Tuesday, October 19, 2010
Ball Flight Laws and Ball Flight Lies
One of the topics brought up on the forum was the importance of Trackman and is it overused. Or in other words, if you know what causes the ball to fly, why would you really need a Trackman?
As some posters put it, the ball flight will ‘lie’ to the golfer.
Because according to Trackman, an iron shot hit 170 yards and that misses the sweetspot by one dimple will cause the ball to fly off line by 2 yards either way. Meaning that if all things being equal (no wind, golf ball in good shape, etc) and the ball is struck with a 0.0* face and a 0.0* path, if you hit it 1 measly dimple off the sweetspot towards the heel, the ball will fade about 2 yards off line. And off the toe it will draw 2 yards off line. With a driver hit 250 yards long, the ball 1 measly dimple off the sweetspot will fly off line by 10 yards.
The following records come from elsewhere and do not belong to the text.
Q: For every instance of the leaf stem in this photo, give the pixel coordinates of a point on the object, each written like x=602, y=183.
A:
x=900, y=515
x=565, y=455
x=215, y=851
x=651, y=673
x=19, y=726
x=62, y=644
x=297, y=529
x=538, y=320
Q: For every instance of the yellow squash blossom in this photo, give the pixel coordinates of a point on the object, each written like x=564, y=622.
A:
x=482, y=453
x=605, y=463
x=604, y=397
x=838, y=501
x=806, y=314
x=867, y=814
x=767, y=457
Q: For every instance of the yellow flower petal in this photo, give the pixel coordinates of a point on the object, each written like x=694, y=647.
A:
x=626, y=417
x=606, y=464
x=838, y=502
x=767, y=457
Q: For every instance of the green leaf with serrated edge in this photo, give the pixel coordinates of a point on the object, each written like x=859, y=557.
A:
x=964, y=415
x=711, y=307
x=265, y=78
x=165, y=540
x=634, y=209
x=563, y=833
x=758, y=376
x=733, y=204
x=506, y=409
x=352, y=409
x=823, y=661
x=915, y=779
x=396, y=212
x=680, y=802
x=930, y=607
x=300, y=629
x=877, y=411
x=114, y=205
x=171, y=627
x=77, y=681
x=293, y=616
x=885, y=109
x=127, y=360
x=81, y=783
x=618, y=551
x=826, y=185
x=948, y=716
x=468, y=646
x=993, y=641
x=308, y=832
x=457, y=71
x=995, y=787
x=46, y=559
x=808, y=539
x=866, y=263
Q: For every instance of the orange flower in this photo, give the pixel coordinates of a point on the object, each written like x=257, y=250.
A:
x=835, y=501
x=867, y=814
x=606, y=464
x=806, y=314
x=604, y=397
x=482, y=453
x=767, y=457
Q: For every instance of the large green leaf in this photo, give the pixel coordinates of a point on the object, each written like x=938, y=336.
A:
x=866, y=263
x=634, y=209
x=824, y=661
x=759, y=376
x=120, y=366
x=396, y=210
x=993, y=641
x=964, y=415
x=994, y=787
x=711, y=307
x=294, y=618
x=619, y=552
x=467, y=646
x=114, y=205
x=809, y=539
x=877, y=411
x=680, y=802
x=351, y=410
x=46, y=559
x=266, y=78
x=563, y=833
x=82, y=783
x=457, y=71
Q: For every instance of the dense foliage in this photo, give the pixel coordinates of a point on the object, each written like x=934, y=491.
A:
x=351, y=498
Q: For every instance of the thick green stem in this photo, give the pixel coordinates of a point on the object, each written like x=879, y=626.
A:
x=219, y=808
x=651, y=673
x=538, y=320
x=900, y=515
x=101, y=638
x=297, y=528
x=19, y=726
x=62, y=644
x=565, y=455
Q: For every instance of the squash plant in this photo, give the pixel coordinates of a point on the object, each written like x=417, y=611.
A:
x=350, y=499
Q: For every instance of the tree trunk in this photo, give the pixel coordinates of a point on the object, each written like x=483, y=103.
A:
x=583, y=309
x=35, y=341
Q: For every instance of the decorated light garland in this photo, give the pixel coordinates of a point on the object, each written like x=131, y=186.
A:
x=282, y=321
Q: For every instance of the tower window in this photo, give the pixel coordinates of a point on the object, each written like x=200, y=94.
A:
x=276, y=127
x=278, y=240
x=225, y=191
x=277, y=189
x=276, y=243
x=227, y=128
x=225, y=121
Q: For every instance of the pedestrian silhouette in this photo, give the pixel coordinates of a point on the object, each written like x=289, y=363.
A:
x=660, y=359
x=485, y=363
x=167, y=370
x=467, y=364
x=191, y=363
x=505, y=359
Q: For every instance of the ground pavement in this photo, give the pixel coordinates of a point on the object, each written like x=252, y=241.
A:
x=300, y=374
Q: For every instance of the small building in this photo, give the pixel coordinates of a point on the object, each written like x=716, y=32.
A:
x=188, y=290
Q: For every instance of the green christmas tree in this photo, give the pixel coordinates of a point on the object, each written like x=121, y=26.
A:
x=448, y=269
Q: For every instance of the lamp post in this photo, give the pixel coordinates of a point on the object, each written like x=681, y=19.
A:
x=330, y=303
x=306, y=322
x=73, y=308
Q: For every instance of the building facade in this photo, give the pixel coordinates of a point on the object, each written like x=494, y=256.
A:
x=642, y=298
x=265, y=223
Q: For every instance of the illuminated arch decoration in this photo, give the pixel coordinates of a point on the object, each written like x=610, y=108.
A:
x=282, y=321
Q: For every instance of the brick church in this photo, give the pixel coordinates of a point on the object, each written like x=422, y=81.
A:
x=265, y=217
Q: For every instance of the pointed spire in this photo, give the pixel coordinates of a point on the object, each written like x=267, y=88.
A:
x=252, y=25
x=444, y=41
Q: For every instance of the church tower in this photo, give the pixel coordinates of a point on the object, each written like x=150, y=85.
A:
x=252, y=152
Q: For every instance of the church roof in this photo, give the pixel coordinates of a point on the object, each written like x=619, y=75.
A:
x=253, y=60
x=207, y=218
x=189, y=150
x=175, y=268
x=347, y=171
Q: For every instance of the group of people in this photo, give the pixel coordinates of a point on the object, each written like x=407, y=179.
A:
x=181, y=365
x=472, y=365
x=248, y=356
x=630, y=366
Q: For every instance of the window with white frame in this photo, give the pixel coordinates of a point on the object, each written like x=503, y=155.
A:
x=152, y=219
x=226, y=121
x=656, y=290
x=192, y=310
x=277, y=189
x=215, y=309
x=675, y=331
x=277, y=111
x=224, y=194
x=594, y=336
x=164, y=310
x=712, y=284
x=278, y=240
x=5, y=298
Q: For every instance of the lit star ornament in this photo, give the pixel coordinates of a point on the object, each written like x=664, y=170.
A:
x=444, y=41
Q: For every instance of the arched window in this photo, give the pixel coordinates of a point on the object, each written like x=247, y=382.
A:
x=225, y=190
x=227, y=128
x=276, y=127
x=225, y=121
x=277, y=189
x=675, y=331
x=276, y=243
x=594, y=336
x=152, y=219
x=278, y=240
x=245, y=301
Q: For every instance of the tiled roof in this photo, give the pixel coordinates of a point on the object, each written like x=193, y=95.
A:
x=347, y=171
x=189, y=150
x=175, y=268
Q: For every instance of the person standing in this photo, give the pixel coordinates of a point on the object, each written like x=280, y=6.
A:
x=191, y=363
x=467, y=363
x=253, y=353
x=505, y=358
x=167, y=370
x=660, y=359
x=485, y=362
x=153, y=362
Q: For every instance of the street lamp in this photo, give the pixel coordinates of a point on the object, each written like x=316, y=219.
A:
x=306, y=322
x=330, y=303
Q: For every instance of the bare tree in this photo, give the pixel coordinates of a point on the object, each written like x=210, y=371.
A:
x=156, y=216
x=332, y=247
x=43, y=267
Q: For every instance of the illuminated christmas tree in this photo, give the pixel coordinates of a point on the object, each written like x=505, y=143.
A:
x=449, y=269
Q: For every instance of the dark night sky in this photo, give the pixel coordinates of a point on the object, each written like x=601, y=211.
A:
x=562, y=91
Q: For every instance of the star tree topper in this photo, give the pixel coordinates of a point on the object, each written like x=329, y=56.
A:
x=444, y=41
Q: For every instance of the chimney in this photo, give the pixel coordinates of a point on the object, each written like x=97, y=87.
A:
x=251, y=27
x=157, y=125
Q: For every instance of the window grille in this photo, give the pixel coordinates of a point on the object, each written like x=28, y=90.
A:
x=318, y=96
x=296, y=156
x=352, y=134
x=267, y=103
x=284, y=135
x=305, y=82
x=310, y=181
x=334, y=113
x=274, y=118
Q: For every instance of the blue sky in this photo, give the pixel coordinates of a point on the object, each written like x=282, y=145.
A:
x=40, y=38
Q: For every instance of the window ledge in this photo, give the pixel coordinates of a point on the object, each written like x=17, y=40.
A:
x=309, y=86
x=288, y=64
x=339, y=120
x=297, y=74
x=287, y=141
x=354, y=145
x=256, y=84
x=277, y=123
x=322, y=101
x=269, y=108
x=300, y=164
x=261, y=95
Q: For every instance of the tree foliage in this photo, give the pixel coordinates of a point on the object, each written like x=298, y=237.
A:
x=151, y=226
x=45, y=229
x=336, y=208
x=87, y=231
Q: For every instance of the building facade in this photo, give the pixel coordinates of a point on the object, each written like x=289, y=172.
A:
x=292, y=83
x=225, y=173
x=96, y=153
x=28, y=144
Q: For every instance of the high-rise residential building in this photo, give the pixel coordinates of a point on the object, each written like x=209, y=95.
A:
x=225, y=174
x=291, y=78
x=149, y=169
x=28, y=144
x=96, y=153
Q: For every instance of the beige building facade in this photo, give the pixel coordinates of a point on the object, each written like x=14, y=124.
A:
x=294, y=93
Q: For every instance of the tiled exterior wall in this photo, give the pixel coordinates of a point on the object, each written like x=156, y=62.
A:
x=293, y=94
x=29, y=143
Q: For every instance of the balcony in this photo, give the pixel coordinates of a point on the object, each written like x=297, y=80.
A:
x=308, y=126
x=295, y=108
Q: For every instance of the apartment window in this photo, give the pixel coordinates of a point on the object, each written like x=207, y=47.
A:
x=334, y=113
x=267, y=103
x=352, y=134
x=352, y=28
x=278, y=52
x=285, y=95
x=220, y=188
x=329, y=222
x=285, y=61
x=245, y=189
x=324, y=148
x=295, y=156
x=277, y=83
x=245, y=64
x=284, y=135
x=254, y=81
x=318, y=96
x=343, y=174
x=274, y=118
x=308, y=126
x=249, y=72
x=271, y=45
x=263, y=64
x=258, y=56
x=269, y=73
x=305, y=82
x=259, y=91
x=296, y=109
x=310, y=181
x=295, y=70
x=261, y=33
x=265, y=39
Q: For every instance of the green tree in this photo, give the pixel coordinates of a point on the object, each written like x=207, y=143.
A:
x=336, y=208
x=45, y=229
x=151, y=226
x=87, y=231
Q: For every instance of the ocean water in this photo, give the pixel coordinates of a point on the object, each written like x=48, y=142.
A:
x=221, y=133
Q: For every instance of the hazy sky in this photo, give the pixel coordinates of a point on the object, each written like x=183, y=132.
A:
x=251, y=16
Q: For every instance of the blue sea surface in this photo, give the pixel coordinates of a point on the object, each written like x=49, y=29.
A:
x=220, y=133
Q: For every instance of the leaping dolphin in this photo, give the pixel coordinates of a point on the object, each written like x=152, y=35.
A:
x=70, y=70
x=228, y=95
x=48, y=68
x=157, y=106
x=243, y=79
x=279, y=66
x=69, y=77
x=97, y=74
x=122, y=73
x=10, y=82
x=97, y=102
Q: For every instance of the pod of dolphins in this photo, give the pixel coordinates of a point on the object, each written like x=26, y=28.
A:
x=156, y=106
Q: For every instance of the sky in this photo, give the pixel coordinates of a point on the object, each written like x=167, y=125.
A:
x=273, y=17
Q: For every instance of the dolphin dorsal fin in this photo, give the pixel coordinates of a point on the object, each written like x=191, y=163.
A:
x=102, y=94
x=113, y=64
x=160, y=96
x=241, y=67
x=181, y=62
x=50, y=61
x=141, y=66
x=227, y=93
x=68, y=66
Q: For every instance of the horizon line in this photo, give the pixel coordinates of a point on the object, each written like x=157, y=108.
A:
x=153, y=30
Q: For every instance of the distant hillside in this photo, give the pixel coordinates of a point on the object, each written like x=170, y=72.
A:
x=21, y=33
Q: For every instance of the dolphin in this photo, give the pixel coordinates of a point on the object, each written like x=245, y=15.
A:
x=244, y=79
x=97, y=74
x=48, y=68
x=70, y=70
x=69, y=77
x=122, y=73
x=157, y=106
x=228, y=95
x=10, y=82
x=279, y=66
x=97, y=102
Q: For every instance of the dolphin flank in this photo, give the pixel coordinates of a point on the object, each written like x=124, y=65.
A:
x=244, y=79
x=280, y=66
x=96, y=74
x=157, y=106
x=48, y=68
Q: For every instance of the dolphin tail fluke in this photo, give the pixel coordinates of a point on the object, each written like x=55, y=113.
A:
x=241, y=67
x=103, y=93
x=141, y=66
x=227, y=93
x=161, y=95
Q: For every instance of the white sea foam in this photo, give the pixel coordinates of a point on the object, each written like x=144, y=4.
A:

Again, that’s just one measly dimple.
And the issue is that nobody can tell if they missed the sweetspot by 1 measly dimple or 2-3 measly dimples off the sweetspot. So you could have a 0* path and face and the ball could miss a few yards left of the target and you might assume that you had a closed face at impact or a path that is a bit inside-to-out…..but the reality is that you took a great swing and you missed it ever so slightly in this game where the margin for error is ridiculously small.
I also think the ability to measure the attack angle is a key measurement that Trackman provides. For starters, I think it’s big for drivers if one can understand how to not hit too far down on the ball and still hit the ball consistently and fairly straight. This is one of the processes that I think Tiger Woods is going thru right now as his attack angle with his driver is being measured at -3* in the Hank Haney days. It’s my contention that his attack angle is becoming more shallow with the driver and that’s why we are starting to see him ‘regain’ his old power off the tee as he continues to work with 3Jack Top 50 Instructor, Sean Foley.
PGA Tour player Kevin Streelman suffered from the ‘hitting down too steep’ affliction as he was measured with a -5* attack angle with his driver when he started working with Trackman. One year later after working with Trackman, his attack angle with the driver got down to -1* and he started hitting the ball 40 yards further and more accurately.
The problem with looking at the ball flight is that it’s often hard to figure out just how steep one hit down on the golf ball. I’ve hit plenty of drivers with a nice trajectory where one swing had me hitting down on the ball and the other hand me hitting up on the ball. But the swing where I was hitting down on the ball winds up creating much spin on the ball and the distance winds up going well shorter than the swing with an upward attack angle.
At the level of a PGA Tour player, they should certainly want access to Trackman for constant help with their swing and staying on top of optimizing their driver. In windier conditions they could use Trackman to figure out what trajectory they want and have the Tour van get them the driver they need.
For the average amateur who is serious about the game, they don’t need as much access to Trackman, but it’s still a very helpful tool to use from time to time.